W najbliższą sobotę (26 listopada) o godz. 18 Padwa po raz pierwszy w tym sezonie zagra przed własną publicznością, a rywalem żółto-czerwonych będzie Budnex Stal Gorzów. – Ze względów organizacyjnych będziemy mieli do dyspozycji tylko część trybun. Nie ukrywam, że nieco utrudnień dla kibiców będzie. Najważniejsze jest to, że wreszcie zagramy u siebie. W najbliższych dniach podamy informacje na temat dystrybucji biletów – mówi prezes KPR Padwa Sławomir Tór.
Orlen Upstream SRS Przemyśl – Padwa Zamość 23:25 (13:12)

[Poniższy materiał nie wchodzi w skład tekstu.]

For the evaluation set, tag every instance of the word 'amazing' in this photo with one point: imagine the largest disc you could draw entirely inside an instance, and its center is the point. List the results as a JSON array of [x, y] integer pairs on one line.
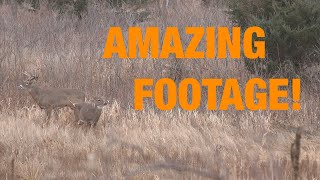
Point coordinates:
[[171, 43]]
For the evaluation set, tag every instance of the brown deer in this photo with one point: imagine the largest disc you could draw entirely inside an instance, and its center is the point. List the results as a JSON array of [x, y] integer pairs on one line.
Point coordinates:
[[89, 113], [52, 98]]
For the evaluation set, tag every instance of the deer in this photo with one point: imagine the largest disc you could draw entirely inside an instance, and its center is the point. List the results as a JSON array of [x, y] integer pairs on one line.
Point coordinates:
[[89, 112], [52, 98]]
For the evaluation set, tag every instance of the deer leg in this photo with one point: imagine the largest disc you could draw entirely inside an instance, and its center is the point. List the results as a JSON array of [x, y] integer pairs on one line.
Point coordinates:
[[76, 114], [48, 111]]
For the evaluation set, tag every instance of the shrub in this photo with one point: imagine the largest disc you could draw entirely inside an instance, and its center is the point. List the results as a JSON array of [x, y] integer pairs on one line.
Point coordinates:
[[292, 30]]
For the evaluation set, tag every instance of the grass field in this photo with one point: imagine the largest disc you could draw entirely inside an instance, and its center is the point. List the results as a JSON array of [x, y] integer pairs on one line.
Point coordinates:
[[150, 144]]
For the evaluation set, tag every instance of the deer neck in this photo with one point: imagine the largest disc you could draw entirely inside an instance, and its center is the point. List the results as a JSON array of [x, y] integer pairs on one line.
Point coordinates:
[[34, 92]]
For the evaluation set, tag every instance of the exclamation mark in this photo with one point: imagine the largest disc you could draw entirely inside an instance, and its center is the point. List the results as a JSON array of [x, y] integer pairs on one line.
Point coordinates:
[[296, 91]]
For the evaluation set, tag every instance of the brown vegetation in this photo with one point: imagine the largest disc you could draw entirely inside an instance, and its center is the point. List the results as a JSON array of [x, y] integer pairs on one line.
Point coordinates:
[[65, 52]]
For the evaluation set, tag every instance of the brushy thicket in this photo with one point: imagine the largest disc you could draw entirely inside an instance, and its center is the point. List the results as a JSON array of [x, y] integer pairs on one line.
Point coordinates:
[[127, 144], [292, 30]]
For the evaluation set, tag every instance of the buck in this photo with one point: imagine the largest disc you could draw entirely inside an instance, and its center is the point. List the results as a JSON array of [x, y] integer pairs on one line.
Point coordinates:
[[89, 113], [52, 98]]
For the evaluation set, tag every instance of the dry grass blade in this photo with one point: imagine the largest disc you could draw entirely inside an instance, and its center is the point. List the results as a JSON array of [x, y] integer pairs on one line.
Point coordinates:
[[172, 166], [295, 154]]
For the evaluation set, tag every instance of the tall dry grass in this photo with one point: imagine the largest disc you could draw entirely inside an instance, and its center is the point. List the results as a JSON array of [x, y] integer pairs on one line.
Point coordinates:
[[150, 144]]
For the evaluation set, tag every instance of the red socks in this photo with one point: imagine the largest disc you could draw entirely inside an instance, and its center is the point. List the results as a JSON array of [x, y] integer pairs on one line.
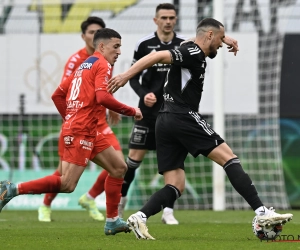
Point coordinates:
[[98, 186], [48, 184], [113, 188], [49, 197]]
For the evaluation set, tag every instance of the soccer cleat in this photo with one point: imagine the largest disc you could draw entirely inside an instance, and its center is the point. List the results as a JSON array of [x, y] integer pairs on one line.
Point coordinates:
[[272, 218], [8, 191], [169, 219], [118, 226], [138, 226], [44, 214], [121, 206], [90, 206]]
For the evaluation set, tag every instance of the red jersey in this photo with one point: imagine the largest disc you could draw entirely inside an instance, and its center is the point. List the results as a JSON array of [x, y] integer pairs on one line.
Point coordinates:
[[83, 111], [72, 64]]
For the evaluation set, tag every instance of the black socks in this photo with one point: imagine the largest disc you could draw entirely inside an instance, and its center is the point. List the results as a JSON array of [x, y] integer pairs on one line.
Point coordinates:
[[242, 182]]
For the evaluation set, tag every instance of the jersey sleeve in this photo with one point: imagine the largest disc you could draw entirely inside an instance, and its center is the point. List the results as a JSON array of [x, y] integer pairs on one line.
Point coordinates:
[[59, 96], [185, 56], [135, 81]]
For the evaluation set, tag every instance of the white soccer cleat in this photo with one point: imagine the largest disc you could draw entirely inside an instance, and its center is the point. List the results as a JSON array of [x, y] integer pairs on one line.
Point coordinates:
[[121, 206], [138, 226], [169, 219], [272, 218]]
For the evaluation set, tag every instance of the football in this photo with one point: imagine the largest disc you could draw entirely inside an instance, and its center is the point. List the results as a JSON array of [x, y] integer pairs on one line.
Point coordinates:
[[267, 232]]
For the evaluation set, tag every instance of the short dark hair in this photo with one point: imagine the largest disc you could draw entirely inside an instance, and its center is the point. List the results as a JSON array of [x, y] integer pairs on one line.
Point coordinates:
[[165, 6], [92, 20], [209, 22], [105, 33]]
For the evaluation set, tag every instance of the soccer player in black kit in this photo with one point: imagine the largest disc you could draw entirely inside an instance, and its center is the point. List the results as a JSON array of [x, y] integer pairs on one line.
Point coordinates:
[[180, 129], [150, 91]]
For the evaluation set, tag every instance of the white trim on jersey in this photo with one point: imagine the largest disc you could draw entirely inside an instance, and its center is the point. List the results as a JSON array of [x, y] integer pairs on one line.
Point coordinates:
[[148, 37], [185, 77], [194, 51], [201, 122]]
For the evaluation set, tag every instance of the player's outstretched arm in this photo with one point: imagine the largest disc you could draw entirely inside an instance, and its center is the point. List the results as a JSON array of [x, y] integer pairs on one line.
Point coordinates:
[[145, 62], [232, 44], [59, 99]]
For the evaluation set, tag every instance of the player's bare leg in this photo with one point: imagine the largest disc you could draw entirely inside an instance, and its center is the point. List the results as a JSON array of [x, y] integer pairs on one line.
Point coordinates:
[[116, 167]]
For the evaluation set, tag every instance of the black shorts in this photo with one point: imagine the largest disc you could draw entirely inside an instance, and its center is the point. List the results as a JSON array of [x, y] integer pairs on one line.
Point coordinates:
[[143, 135], [180, 134]]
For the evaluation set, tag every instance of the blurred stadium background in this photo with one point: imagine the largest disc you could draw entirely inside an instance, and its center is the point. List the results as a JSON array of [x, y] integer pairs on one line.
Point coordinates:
[[261, 89]]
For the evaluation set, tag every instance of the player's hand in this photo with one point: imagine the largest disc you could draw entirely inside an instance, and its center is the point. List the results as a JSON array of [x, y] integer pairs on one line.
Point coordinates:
[[113, 118], [150, 99], [232, 44], [138, 114], [115, 83], [188, 40]]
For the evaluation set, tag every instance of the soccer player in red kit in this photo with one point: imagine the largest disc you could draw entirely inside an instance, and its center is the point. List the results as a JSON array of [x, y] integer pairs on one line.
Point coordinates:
[[88, 28], [79, 100]]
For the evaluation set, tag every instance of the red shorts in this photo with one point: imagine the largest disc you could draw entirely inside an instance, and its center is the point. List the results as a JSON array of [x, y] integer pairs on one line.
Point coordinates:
[[61, 145], [78, 149], [110, 136], [100, 144]]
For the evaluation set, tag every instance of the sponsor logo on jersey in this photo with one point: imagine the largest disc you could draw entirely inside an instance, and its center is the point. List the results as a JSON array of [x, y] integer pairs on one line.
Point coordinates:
[[194, 50], [140, 131], [178, 55], [202, 76], [154, 47], [86, 144], [74, 104], [88, 63], [68, 139], [168, 98]]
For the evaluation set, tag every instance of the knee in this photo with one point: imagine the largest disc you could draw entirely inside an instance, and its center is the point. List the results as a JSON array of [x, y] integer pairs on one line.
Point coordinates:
[[119, 170], [181, 189], [67, 187]]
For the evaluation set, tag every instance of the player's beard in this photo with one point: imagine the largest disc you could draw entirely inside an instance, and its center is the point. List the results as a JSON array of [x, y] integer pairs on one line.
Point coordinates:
[[213, 52]]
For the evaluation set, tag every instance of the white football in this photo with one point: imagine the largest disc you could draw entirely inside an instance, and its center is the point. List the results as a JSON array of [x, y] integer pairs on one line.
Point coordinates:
[[267, 232]]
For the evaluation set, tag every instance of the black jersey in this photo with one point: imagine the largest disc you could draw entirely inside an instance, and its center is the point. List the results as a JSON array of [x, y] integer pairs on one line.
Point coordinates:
[[152, 79], [184, 82]]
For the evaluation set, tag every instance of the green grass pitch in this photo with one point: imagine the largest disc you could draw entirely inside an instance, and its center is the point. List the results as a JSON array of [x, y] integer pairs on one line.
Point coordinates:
[[20, 230]]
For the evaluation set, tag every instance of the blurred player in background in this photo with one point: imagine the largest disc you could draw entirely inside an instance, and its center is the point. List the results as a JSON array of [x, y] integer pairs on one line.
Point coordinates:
[[79, 99], [180, 129], [150, 90], [88, 28]]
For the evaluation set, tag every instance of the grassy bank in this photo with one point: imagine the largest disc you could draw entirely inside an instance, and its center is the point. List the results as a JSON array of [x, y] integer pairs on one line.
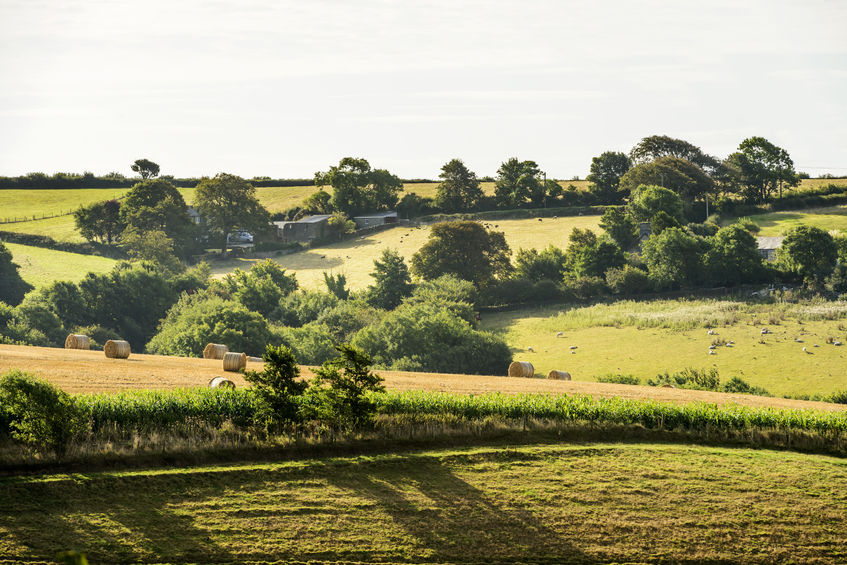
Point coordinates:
[[501, 503]]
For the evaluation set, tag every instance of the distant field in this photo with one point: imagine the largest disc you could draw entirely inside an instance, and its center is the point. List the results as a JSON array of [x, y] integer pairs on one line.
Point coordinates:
[[354, 258], [41, 266], [499, 503], [832, 218], [648, 338]]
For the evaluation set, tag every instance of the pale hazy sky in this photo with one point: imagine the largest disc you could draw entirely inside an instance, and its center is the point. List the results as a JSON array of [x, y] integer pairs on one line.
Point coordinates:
[[285, 89]]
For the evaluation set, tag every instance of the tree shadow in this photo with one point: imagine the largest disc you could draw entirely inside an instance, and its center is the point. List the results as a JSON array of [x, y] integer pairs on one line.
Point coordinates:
[[454, 521]]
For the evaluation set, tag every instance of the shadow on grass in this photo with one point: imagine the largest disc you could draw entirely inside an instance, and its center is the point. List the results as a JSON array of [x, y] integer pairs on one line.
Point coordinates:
[[430, 515]]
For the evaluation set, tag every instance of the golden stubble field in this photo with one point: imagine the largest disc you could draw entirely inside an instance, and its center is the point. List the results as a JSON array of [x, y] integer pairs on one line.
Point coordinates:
[[77, 371]]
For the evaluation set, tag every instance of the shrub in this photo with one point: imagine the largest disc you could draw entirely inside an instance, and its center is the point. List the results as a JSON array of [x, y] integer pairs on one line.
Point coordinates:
[[618, 379], [277, 386], [38, 414]]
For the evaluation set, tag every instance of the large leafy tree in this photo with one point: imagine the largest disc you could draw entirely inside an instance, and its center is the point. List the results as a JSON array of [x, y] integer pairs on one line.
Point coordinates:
[[146, 168], [733, 257], [519, 181], [674, 258], [682, 176], [810, 252], [606, 172], [763, 167], [156, 204], [228, 202], [391, 281], [357, 188], [12, 286], [459, 188], [100, 221], [655, 147], [465, 249]]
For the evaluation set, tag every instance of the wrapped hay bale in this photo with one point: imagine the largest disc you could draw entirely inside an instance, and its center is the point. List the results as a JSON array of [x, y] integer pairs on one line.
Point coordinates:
[[559, 375], [215, 351], [234, 361], [521, 369], [116, 349], [221, 382], [77, 341]]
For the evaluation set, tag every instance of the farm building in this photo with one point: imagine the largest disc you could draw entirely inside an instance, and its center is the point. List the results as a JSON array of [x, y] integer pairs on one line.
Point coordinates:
[[768, 246], [376, 219], [307, 229]]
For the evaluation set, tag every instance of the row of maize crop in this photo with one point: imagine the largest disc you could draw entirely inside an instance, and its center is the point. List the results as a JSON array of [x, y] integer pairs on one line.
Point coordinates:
[[154, 410]]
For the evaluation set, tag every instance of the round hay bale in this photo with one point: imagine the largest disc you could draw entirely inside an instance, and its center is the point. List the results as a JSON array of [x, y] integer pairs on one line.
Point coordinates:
[[521, 369], [221, 382], [234, 361], [77, 341], [116, 349], [559, 375], [214, 351]]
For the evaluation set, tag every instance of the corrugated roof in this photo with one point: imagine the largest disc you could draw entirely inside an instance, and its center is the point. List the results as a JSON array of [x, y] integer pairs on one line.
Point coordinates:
[[769, 242]]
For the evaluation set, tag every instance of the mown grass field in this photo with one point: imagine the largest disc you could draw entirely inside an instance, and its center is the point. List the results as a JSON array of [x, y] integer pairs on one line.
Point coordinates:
[[354, 258], [832, 218], [544, 502], [40, 266], [651, 337]]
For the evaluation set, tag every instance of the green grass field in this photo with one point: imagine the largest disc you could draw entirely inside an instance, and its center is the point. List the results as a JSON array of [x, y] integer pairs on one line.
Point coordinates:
[[354, 258], [832, 218], [648, 338], [501, 502], [40, 266]]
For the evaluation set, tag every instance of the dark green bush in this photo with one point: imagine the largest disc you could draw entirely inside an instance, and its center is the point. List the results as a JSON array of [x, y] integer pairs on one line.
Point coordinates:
[[37, 414]]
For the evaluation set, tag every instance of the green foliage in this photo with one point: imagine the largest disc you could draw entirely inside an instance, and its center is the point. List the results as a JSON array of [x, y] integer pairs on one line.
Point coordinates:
[[337, 285], [661, 221], [277, 386], [517, 182], [430, 337], [763, 168], [590, 256], [156, 204], [339, 394], [262, 287], [228, 202], [534, 265], [37, 414], [620, 226], [100, 221], [312, 343], [392, 282], [628, 280], [356, 188], [808, 251], [648, 200], [465, 249], [12, 286], [682, 177], [146, 168], [300, 308], [202, 318], [733, 257], [618, 379], [606, 172], [346, 318], [674, 258], [690, 378], [459, 188]]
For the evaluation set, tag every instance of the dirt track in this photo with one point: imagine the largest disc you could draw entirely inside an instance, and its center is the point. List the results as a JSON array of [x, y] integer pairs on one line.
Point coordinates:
[[90, 371]]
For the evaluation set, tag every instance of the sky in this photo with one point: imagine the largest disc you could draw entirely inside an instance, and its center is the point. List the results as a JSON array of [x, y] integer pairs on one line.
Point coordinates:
[[285, 89]]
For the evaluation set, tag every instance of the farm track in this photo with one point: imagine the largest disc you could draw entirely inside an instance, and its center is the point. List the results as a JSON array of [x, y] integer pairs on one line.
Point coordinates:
[[78, 371]]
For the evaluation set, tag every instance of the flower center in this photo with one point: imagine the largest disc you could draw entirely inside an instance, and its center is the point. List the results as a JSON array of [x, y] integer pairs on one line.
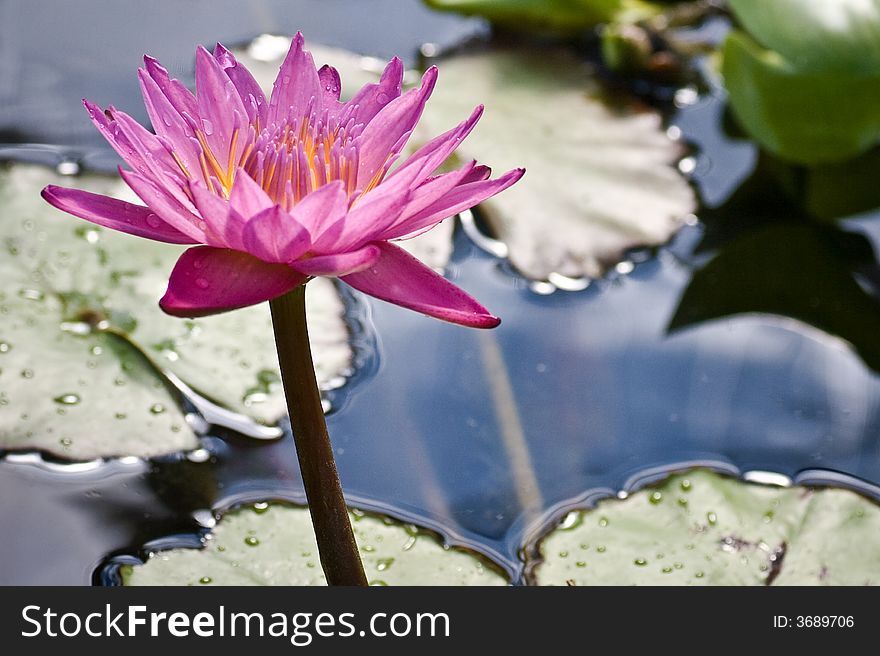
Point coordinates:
[[290, 159]]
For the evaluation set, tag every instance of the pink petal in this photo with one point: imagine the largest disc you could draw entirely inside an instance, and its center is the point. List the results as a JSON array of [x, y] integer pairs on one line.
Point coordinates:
[[401, 279], [297, 83], [274, 236], [384, 133], [225, 224], [114, 214], [209, 280], [166, 206], [220, 108], [373, 97], [371, 215], [457, 200], [159, 166], [339, 264], [169, 123], [250, 92], [110, 130]]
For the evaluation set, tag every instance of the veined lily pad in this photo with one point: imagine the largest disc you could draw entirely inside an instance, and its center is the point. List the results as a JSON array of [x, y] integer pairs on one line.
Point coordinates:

Padwa: Gawryś, Kozłowski – T. Fugiel 5, Mchawrab 4, Orlich 3, Szymański 3, Sz. Fugiel 2, Pomiankiewicz 2, K. Adamczuk 1, Bączek 1, Małecki 1, Obydź 1, Olichwiruk 1, Puszkarski 1, Bajwoluk, Kłoda.
Kary: 12 minut (Przemyśl), 12 minut (Padwa). Czerwona kartka: Karol Małecki (11:48). Sędziowali: Andrzej Kierczak (Pielgrzymowice), Tomasz Wrona (Kraków).